A note on indirect identifiers: what is meant by indirect identifiers is information which could be used in combination with other information to re-identify an individual. Take for example a study which found that 80% of the US population can be identified using only date of birth, gender, and ZIP code. That article was written in 2000, so imagine how much easier it must be to identify someone with minimal information, given advancements in technology and the internet!
Anonymous data is among the lowest levels of data-identifiability, and carries a lower risk of re-identification, because direct identifiers are neither present in nor associated with the data through the use of a code key document. When indirect identifiers are suppressed, removed, or collapsed, this risk of re-identification becomes even lower. Secondary use of anonymous data is generally not considered human subjects research, and its use rarely requires IRB review.
Aggregate data is data which has been combined (summed, categorized, etc.) and presented in summary form. No identifiers or individual-level data are presented.
Here is an example of data that is aggregated.Shows a spreadsheet table titled Average Length of Stay (Days). It has three columns. From left to right: Age Group, Men, Women. [View Image]
In this example, the data table presents data at the group level. The chart shows average length of stay in days, but groups the results by population characteristics, in this case, by 5-year age ranges, and gender. For example, the chart reports that among men aged 36-40, the average length of stay is 30 days.

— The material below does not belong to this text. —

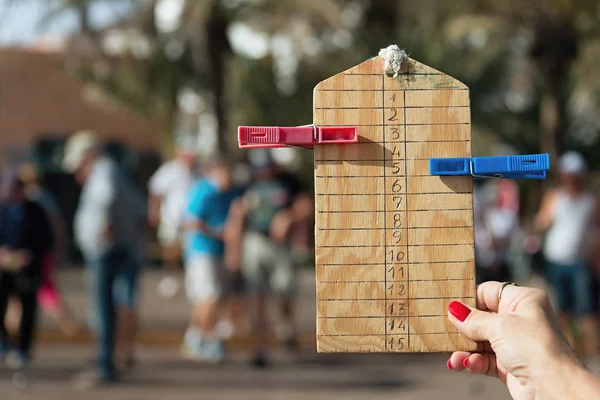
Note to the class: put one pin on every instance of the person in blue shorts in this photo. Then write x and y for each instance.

Aggregate data is not considered to be identifiable at all, and the risk of re-identification is non-existent, because no individual-level data is present. This means it is not possible to pick out one individual from the dataset to attempt to re-identify, because all information is presented at the group level. Secondary use of aggregate data is not human subjects research, and does not require IRB review.
Investigators are strongly encouraged to adopt this vocabulary when working with the VCU IRB. You should be precise in your use of this language, particularly when describing the nature of secondary data used in the research, when describing the disposition of the study data at the conclusion of the study, and when describing plans for future sharing of the data.